What’s This Research About?
It’s good to have more than one movement strategy in order to adapt to small changes in task, equipment, personal state. This can also help with preventing injuries. Elite athletes and skilled laborers have good movement variability.
Plenty of previous research shows that external focus of attention is effective during goal-directed movement tasks (standing balance, dart throwing, jump height and distance). There’s also research that shows that external focus can increase movement variability.
The goal of this study is to determine how shifting attentional focus might alter movement variability. The researchers hypothesized that adopting an external focus (instead of internal focus) of attention would cause greater movement variability (greater performance-stabilizing variability and performance-destabilizing variability).
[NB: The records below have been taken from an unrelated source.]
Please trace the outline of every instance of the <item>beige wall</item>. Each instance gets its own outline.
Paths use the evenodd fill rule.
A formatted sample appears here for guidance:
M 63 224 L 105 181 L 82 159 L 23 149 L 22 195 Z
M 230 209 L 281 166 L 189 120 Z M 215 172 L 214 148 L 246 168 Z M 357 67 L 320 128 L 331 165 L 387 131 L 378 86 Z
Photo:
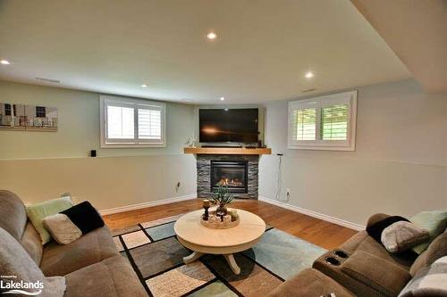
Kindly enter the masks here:
M 447 94 L 411 79 L 358 88 L 355 152 L 287 149 L 287 102 L 266 104 L 259 194 L 359 225 L 374 212 L 410 216 L 447 208 Z
M 165 148 L 100 149 L 97 93 L 0 81 L 0 98 L 58 108 L 57 132 L 0 130 L 0 188 L 27 202 L 71 192 L 105 210 L 196 193 L 194 157 L 182 153 L 192 105 L 166 104 Z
TITLE: Changing one’s focus of attention alters the structure of movement variability
PUBLICATION: Human Movement Science
DATE: 2018
AUTHORS:Abbigail L. Fietzer, Carolee J. Weinstein, Kornelia Kulig
External focus of attention: directing a person’s attention during movement externally to their environment
Internal focus of attention: directing a person’s attention to details of the movement and/or actions of their own body
Kinematic variability: variation within joints during movement; often used to describe the size and effectiveness of balance corrections in the presence of perturbations
Movement variability: Variations during movement; the ability to accomplish the same movement task, multiple ways
Uncontrolled manifold analysis: Divides movement variability into performance-stabilizing and performance-destabilizing types (movement variability that doesn’t affect performance). The authors used this framework to analyze movement variability.
Performance-stabilizing variability: has no impact on the value of the performance. It occurs “within the foot-to-floor, ankle and knee intersegmental sagittal angles where deviation in one or more of these angles is offset by a compensatory shift in one or more of the other angles. This allows for a consistent leg orientation or vertical leg length across hopping repetitions at a given time-point.”
Performance-destabilizing variability: leads to inconsistency in the task (movement variability that does affect performance). It occurs “within the foot-to-floor, ankle and knee intersegmental sagittal angles where deviation in one or more of these angles is not offset by a compensatory shift in one or more of the other angles. This results in an inconsistent vertical leg length or orientation across hopping repetitions at a given time-point.”